Two types of nanocomposite reactive materials with the same bulk compositions 8Al·MoO3 were prepared and compared with each other. One of the materials was manufactured by arrested reactive milling and the other so-called metastable interstitial composite was manufactured by mixing of nanoscaled individual powders. The materials were characterized using differential scanning calorimetry, thermogravimetric, as well as ignition, experiments using an electrically heated filament and laser as heat sources. The experiments were interpreted using simplified models describing heat transfer in the heated material samples in different experimental configurations.

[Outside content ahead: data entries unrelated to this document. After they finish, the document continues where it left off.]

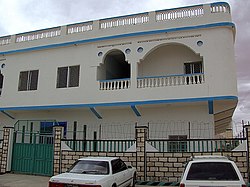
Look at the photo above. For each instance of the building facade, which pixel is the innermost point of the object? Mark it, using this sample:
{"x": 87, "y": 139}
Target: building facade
{"x": 172, "y": 70}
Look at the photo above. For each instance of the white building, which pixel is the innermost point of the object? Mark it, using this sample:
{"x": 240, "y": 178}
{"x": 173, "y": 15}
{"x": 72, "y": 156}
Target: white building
{"x": 173, "y": 69}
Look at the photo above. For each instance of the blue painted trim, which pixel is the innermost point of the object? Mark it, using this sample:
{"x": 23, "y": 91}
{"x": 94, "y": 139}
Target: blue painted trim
{"x": 187, "y": 100}
{"x": 40, "y": 30}
{"x": 136, "y": 111}
{"x": 211, "y": 107}
{"x": 221, "y": 24}
{"x": 5, "y": 113}
{"x": 95, "y": 112}
{"x": 172, "y": 75}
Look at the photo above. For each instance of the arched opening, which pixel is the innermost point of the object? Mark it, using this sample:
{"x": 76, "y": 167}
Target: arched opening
{"x": 170, "y": 59}
{"x": 170, "y": 65}
{"x": 114, "y": 67}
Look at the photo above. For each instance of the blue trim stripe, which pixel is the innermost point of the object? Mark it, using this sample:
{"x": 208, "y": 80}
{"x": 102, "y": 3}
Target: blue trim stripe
{"x": 187, "y": 100}
{"x": 211, "y": 107}
{"x": 5, "y": 113}
{"x": 95, "y": 112}
{"x": 136, "y": 111}
{"x": 221, "y": 24}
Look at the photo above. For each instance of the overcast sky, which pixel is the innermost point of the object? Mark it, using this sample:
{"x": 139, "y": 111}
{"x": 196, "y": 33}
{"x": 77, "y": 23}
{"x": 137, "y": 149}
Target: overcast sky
{"x": 17, "y": 16}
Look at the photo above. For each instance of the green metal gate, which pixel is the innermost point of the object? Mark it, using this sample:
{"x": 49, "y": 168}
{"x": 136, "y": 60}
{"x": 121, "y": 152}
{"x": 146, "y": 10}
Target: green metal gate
{"x": 32, "y": 153}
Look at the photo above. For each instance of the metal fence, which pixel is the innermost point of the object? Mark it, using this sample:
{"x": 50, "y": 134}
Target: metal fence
{"x": 196, "y": 145}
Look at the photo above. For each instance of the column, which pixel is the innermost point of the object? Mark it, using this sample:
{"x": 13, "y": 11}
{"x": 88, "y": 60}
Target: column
{"x": 141, "y": 163}
{"x": 133, "y": 78}
{"x": 247, "y": 127}
{"x": 58, "y": 135}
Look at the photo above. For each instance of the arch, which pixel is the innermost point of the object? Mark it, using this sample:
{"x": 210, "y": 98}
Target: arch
{"x": 168, "y": 44}
{"x": 114, "y": 66}
{"x": 170, "y": 59}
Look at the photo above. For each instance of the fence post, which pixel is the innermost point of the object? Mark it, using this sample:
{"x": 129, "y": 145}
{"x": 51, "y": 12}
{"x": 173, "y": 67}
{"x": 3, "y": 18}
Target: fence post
{"x": 141, "y": 162}
{"x": 58, "y": 134}
{"x": 5, "y": 162}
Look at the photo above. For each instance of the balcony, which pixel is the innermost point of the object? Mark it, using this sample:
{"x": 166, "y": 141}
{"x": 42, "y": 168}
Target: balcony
{"x": 170, "y": 80}
{"x": 91, "y": 30}
{"x": 154, "y": 81}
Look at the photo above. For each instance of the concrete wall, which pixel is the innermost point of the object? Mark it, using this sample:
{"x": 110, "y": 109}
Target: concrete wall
{"x": 152, "y": 166}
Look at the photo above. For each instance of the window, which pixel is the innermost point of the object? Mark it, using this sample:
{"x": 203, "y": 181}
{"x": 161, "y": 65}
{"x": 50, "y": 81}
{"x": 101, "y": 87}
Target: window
{"x": 1, "y": 82}
{"x": 68, "y": 76}
{"x": 220, "y": 171}
{"x": 177, "y": 143}
{"x": 193, "y": 67}
{"x": 118, "y": 165}
{"x": 28, "y": 80}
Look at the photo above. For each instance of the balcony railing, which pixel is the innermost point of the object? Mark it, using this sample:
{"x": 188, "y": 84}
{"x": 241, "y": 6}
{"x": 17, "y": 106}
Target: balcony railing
{"x": 170, "y": 80}
{"x": 114, "y": 84}
{"x": 122, "y": 21}
{"x": 36, "y": 35}
{"x": 179, "y": 13}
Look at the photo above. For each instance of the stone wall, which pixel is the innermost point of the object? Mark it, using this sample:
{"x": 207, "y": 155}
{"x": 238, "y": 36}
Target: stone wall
{"x": 151, "y": 166}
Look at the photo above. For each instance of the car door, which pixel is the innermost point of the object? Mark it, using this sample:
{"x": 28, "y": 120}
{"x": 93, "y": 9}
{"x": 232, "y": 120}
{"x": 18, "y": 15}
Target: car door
{"x": 121, "y": 173}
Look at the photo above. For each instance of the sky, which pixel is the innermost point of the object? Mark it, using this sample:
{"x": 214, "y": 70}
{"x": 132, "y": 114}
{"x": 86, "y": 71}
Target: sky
{"x": 17, "y": 16}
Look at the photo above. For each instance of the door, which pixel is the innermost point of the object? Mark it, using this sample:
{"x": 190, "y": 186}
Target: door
{"x": 32, "y": 153}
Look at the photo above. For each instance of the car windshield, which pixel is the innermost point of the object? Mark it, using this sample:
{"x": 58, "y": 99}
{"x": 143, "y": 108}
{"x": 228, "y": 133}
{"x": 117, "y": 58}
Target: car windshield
{"x": 90, "y": 167}
{"x": 212, "y": 171}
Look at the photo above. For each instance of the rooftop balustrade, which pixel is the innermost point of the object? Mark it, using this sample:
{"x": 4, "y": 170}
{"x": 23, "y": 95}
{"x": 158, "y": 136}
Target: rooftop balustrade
{"x": 122, "y": 21}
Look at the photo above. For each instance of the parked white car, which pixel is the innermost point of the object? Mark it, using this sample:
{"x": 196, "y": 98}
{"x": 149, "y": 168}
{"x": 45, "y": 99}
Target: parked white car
{"x": 209, "y": 171}
{"x": 96, "y": 172}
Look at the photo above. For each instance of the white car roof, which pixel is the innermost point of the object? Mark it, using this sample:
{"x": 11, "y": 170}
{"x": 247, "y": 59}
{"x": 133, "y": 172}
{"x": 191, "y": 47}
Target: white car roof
{"x": 210, "y": 158}
{"x": 99, "y": 158}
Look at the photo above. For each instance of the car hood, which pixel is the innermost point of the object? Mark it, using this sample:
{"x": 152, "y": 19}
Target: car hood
{"x": 75, "y": 178}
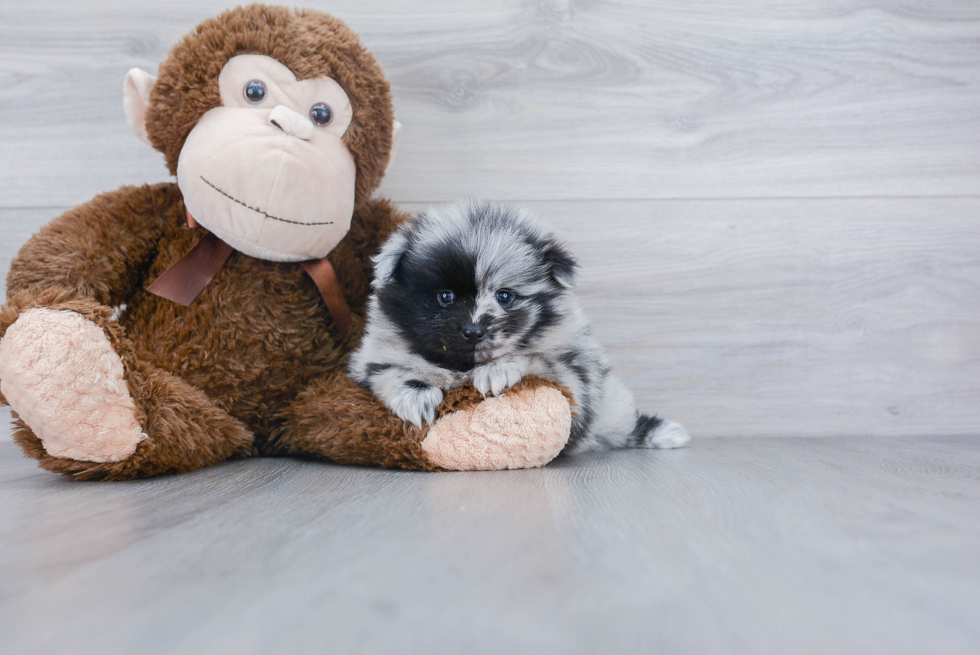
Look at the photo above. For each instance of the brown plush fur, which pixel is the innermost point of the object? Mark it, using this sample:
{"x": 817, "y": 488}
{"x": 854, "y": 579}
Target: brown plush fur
{"x": 254, "y": 365}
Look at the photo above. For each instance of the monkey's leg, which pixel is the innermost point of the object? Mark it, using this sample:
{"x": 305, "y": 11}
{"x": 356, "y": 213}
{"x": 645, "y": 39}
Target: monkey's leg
{"x": 337, "y": 420}
{"x": 87, "y": 405}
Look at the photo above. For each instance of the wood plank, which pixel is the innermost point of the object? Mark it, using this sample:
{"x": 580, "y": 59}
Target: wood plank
{"x": 731, "y": 546}
{"x": 776, "y": 317}
{"x": 557, "y": 100}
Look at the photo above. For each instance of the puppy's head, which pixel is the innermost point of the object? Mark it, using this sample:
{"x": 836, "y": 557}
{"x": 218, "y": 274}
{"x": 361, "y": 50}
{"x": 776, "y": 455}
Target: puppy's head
{"x": 469, "y": 282}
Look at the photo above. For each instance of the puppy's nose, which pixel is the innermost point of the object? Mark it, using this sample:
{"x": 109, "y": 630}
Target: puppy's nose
{"x": 474, "y": 332}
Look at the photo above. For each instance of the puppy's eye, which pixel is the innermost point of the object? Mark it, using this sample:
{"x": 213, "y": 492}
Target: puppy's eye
{"x": 505, "y": 298}
{"x": 255, "y": 91}
{"x": 320, "y": 114}
{"x": 446, "y": 298}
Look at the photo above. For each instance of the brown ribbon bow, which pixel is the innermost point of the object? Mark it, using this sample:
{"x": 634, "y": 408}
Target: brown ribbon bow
{"x": 184, "y": 281}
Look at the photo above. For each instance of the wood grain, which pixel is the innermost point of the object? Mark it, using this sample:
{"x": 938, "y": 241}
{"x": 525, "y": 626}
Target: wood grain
{"x": 556, "y": 99}
{"x": 775, "y": 317}
{"x": 732, "y": 546}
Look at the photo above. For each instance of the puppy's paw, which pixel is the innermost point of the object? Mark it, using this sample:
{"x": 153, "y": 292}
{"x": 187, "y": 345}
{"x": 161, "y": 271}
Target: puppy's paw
{"x": 415, "y": 401}
{"x": 494, "y": 377}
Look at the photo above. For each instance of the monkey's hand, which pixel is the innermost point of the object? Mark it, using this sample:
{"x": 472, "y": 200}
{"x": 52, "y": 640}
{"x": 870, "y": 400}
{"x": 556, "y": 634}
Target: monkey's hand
{"x": 498, "y": 375}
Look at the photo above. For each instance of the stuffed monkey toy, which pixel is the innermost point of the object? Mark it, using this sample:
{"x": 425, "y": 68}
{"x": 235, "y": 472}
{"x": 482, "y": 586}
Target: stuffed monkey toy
{"x": 165, "y": 328}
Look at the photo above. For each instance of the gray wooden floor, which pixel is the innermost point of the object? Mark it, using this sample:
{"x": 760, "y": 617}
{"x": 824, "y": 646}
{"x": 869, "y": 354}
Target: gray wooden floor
{"x": 820, "y": 545}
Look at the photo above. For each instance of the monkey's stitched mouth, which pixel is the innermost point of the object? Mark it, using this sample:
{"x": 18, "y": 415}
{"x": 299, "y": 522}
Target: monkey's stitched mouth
{"x": 259, "y": 211}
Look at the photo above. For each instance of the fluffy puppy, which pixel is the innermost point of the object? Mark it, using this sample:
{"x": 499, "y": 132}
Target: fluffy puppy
{"x": 479, "y": 291}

Clear differences in the low-temperature redox reactions, well detectable by differential scanning calorimetry, were established between metastable interstitial composite and arrested-reactive-milling-prepared materials. However, the materials did not differ significantly from each other in the ignition experiments. In the heated filament ignition tests, their ignition temperatures were nearly identical to each other and were in the range of 750-800 K. These ignition temperatures coincided with the temperatures at which main exothermic processes were detected in differential scanning calorimetry experiments. In laser ignition experiments performed with consolidated pellets of both materials, metastable interstitial composite pellets produced consistently stronger pressure pulses. The ignition delays were similar for the pellets of both materials prepared with the same porosity. Analysis of the heat transfer in the pellets heated by the laser suggested that the laser-exposed pellet surfaces were heated to approximately the same temperature before ignition for both materials. This temperature was estimated to be close to 500 K, neglecting the exothermic reactions preceding ignition and possible fragmentation of the heated pellets. Taking into account both phenomena is expected to result in a higher surface temperature, which would better represent the experimental situation. It is proposed that the ignition of both metastable interstitial composite and arrested-reactive-millingprepared materials at the same temperature can be explained by a thermodynamically driven transformation of a protective amorphous alumina into a crystalline polymorph.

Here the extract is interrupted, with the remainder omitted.